The main thing I'm wondering about this chapter itself is how any of it fits in a children's book, as the bestsellers list apparently calls it.
MFM 18th Jan 12
Once again, I ask: why are these girls always covered in vomit, garbage, spilled food, piss, or other unsavory things? Is Tyra pandering to kids' love of gross-outs, or does she just like degrading her characters?

And obviously she thinks continuity is something you see a specialist for. Which is more fuel for my suspicion that this book was written on a massive cocaine binge.
Gante 18th Jan 12
I asked my ANTM-crazy sister, and she said that the actual scenes are really abstract and crazy and not all that representative of the book. Which, by the way, I read. Alone. Without moral support... I had nightmares for days.
71.202.90.103 19th Jan 12
I just wanted to point out that the Dylan participated in that group hug while still covered in vomit.

This is not a children's book.
Jergling 19th Jan 12
Here's to 200 more! ...Wait, is that a good thing in this case?

I highly suspect I will get dragged into watching the Modelland episode by one of my friends, since he must experience everything to do with this trainwreck solely to bask in its trainwreckiness.

FreezairForALimitedTime 19th Jan 12
^^ "This is not a children's book."

No, it's really not. But the New York Times doesn't have a separate category for teen / young adult books, so they all get shoved into the children's category. (And the children's book category was created partially because they were tired of the Harry Potter books hogging the bestseller list.)

^"Here's to 200 more! ...Wait, is that a good thing in this case?"

Yes, it is a good thing. After all, misery loves company. :P

It's also nice to know that people are reading and enjoying my liveblog.
LadyMomus 20th Jan 12
lol I think after some point I've been putting a comment or two on every page. lol here's a good question about this chapter: why have all the character devlopment/ trauma/depth pumped into a single, poorly written chapter instead show signs of it earlier?

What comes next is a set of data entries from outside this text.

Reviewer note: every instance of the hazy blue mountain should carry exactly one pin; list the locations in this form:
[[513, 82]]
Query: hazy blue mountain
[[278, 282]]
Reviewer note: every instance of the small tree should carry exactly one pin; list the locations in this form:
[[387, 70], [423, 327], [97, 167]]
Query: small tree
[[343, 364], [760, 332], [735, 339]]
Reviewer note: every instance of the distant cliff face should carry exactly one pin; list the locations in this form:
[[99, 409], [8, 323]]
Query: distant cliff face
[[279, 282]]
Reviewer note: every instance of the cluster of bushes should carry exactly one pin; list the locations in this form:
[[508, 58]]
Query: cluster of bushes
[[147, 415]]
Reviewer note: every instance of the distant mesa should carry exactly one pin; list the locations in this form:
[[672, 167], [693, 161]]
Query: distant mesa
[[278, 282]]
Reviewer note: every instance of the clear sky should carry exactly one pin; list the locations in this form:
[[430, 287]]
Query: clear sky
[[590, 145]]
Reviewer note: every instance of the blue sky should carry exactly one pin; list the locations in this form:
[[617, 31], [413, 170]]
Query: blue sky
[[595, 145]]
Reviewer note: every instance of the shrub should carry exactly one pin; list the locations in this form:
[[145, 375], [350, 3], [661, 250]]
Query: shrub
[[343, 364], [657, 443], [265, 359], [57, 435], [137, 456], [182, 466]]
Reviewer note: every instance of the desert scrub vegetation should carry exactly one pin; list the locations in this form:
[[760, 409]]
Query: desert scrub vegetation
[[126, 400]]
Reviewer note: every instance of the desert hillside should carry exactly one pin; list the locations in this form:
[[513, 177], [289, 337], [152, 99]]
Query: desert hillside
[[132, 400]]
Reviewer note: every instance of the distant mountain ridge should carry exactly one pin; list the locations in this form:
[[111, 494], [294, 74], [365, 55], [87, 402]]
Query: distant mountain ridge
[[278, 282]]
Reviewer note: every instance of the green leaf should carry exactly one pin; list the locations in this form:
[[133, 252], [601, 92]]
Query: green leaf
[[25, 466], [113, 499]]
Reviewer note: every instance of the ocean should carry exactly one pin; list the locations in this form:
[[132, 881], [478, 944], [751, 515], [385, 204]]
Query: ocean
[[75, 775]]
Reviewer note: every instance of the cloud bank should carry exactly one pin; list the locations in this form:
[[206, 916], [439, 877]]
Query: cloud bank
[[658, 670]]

I know it's probably the fact that Tyra's a bad writer, but come on! the mojority of these characters are flat stereotypes. Including our main cast! This developement would've been great earlier!
gekkolexicon 20th Jan 12
In my perfect world, the spectacular fall of this book from best-sellerdom would herald a change in the way media approach their younger audiences. One of the reasons I really like Nostalgia Critic (aside from Ruleof Funny) is that he and I have the same berserk button. This attitude that effort is pointless, the audience is nothing more than a marketing demographic, and the younger they are, the less you should respect them...absolutely INFURIATES me. Especially when you see the great things that can be accomplished when you ignore that attitude and focus on quality, like Avatar or Harry Potter. Which, oh by the way, also tended to sell well...
psycher7 21st Jan 12
TBH The ANTM motion editorial thing was way better than the actual book itself. (Except for Tyra biting that other guy's thumb that was just... WOMAN YOU ARE THIRTY. SEVEN. YOU ARE NOT TOOKIE. STOP THAT. GAH.)